Omid - Challenge 22

data-challenges
advanced-exercises
🔰 Convert Number To Convert
Published

March 24, 2026

Illustration for Omid - Challenge 22

Challenge Description

🔰 Convert Number To Convert

Solutions

library(tidyverse)
library(readxl)
library(english)

input = read_excel("files/CH-022 Convert Number To Text.xlsx" , range = "B2:B10")
test  = read_excel("files/CH-022 Convert Number To Text.xlsx" , range = "G2:H10")

result = input %>%
  mutate(
    number = as.character(Number),
    integer_part = map(number, ~ strsplit(.x, "\\.")[[1]][1]) %>% as.integer(),
    decimal_part = map(number, ~ strsplit(.x, "\\.")[[1]][2]) %>% as.integer()
  ) %>%
  mutate(
    integer_part_text = map_chr(integer_part, ~ as.character(as.english(.x))),
    decimal_part_text = map_chr(decimal_part, ~ as.character(as.english(.x))),
    Text = ifelse(is.na(decimal_part), 
                  integer_part_text, 
                  paste0(integer_part_text, " point ", decimal_part_text)) %>%
      str_to_sentence() %>%
      str_remove_all(" and")
  ) %>%
  select(Number, Text)
    
identical(result, test)
# [1] TRUE
  • Logic:

    • Reads the workbook ranges needed for the challenge

    • Builds the intermediate columns that drive the final result

    • Parses the text patterns directly instead of relying on manual cleanup

  • Strengths:

    • The R solution stays close to the workbook rule and keeps the transformation compact.
  • Areas for Improvement:

    • The code assumes the sheet structure and source ranges remain stable.
  • Gem:

    • The strongest part of the solution is choosing the right intermediate representation before shaping the final output.
import pandas as pd

input_data = pd.read_excel("CH-022 Convert Number To Text.xlsx", usecols="B", skiprows=1, nrows=9)
test = pd.read_excel("CH-022 Convert Number To Text.xlsx", usecols="G:H", skiprows=1, nrows=9)

ones = {
    0: "zero", 1: "one", 2: "two", 3: "three", 4: "four", 5: "five", 6: "six", 7: "seven", 8: "eight", 9: "nine",
    10: "ten", 11: "eleven", 12: "twelve", 13: "thirteen", 14: "fourteen", 15: "fifteen", 16: "sixteen",
    17: "seventeen", 18: "eighteen", 19: "nineteen"
}
tens = {2: "twenty", 3: "thirty", 4: "forty", 5: "fifty", 6: "sixty", 7: "seventy", 8: "eighty", 9: "ninety"}

def textify_whole(number: str) -> str:
    if not number:
        return ""
    n = int(number)
    if n < 20:
        return ones[n]
    if n < 100:
        t, o = divmod(n, 10)
        return tens[t] if o == 0 else f"{tens[t]}-{ones[o]}"
    if n < 1000:
        h, rem = divmod(n, 100)
        tail = textify_whole(str(rem)).strip()
        return f"{ones[h]} hundred" if rem == 0 else f"{ones[h]} hundred {tail}"
    th, rem = divmod(n, 1000)
    tail = textify_whole(str(rem)).strip()
    return f"{ones[th]} thousand" if rem == 0 else f"{ones[th]} thousand {tail}"

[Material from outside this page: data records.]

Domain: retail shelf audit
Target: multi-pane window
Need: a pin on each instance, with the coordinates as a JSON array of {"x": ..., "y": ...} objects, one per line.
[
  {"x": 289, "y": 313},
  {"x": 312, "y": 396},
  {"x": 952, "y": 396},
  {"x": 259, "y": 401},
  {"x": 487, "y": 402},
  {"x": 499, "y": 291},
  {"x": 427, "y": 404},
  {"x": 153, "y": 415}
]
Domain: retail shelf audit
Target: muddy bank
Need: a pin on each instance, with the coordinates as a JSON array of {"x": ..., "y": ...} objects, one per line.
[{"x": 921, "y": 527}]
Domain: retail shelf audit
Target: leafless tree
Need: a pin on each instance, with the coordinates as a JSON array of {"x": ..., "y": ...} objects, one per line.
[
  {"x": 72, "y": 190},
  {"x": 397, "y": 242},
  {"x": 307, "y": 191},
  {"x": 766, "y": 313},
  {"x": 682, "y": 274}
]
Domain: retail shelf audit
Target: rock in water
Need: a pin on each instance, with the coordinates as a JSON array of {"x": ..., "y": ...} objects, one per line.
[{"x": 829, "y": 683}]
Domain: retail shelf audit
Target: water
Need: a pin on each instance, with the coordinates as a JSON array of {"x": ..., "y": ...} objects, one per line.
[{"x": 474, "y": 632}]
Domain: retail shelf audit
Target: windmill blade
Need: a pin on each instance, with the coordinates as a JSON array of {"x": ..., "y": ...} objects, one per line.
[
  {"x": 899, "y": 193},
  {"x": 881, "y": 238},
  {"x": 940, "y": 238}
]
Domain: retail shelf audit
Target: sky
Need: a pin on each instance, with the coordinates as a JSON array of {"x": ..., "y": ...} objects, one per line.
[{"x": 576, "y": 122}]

def textify_number(number):
    text = str(number)
    if "." in text:
        whole, dec = text.split(".", 1)
        out = f"{textify_whole(whole)} point {textify_whole(str(int(dec)))}"
    else:
        out = textify_whole(text)
    return out.capitalize()

result = input_data.assign(Text=input_data["Number"].map(textify_number))
print(result.equals(test))
  • Logic:

    • Reads the workbook ranges needed for the challenge

    • Builds the intermediate columns that drive the final result

  • Strengths:

    • The Python version follows the same rule in a direct dataframe-oriented implementation.
  • Areas for Improvement:

    • The code assumes the workbook layout remains stable, so any sheet redesign would require small adjustments.
  • Gem:

    • The implementation stays close to the original workbook rule instead of adding unnecessary abstraction.

Difficulty Level

This task is moderate:

  • The core logic is clear, but the correct transformation pattern is not obvious from the raw input.

  • The challenge combines multiple reshaping, grouping, or parsing steps.